Parce qu’en plus de dix ans de conflits le cinéma n’a cessé de témoigner de la guerre qui a déchiré le pays. De la guerre des images aux images de la guerre, il s’y est aussi réécrit, inventant de nouvelles formes de cinéma documentaire et de lutte, tirant vers l’art contemporain, utilisant les nouveaux outils de communication – Skype, YouTube, réseaux sociaux – pour rendre et se réapproprier le réel. Comme un glissement, cela commence avec ce qui devait être une fiction, une histoire d’amour, et qui devient l’histoire de jeunes gens dans leur quotidien entre révolution et guerre civile (Une échelle pour Damas). Un film dont on trouve le contrechamp dans Le Sergent immortel de Ziad Kalthoum, assistant de Mohammad Malas sur Une échelle pour Damas . Comme un prolongement, les films du collectif Abounaddara, véritable groupe Dziga Vertov produisant des films tracts. Comme une révolution, l’art de reprendre des vidéos postées sur le net dans un film de montage qui interroge le cinéma et le monde, tout en redonnant une humanité poétique à des images brutes sinon brutales (Eau argentée, Syrie autoportrait). Comme un choc, le dernier plan de Still Recording , plan fixe terriblement cinématographique posé par un tir de sniper. Comme en apesanteur, la caméra hypnotique d’Amel Alzakout (Purple Sea) qui filme toute seule des jambes surnageant dans la mer, retrouvant l’inquiétude des Dents de la mer mais avec une musique plus dramatique que celle de John Williams.
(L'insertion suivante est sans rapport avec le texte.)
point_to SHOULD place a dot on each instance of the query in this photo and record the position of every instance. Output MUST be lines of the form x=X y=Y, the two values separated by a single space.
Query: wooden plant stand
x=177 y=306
Qu’ils soient professionnels ou autodidactes, des Syriens et des Syriennes ont pris la caméra, voire leurs téléphones, comme on prend une arme pour filmer la guerre, pour témoigner de leur quotidien sous les bombes, dans les ruines, pour faire la guerre aux images / clichés des reportages télé, pour dire simplement leur désir de vie. Alors que Daech par exemple a emprunté la mise en scène de ses vidéos de mort aux blockbusters hollywoodiens (voir l’analyse du toujours indispensable Jean-Louis Comolli dans son livre Daech, le cinéma et la mort), ils et elles ont régénéré le cinéma. En faisant du cinéma un outil de survie, ils lui ont redonné du vivant, rappelant que le fond nourrit la forme et non l’inverse. Dis Syrie, ça veut dire quoi filmer la/en guerre ? Ça veut dire filmer la vie par-delà la mort qui rôde. Still recording, still living. Une pure leçon de cinéma. Une pure leçon de vie.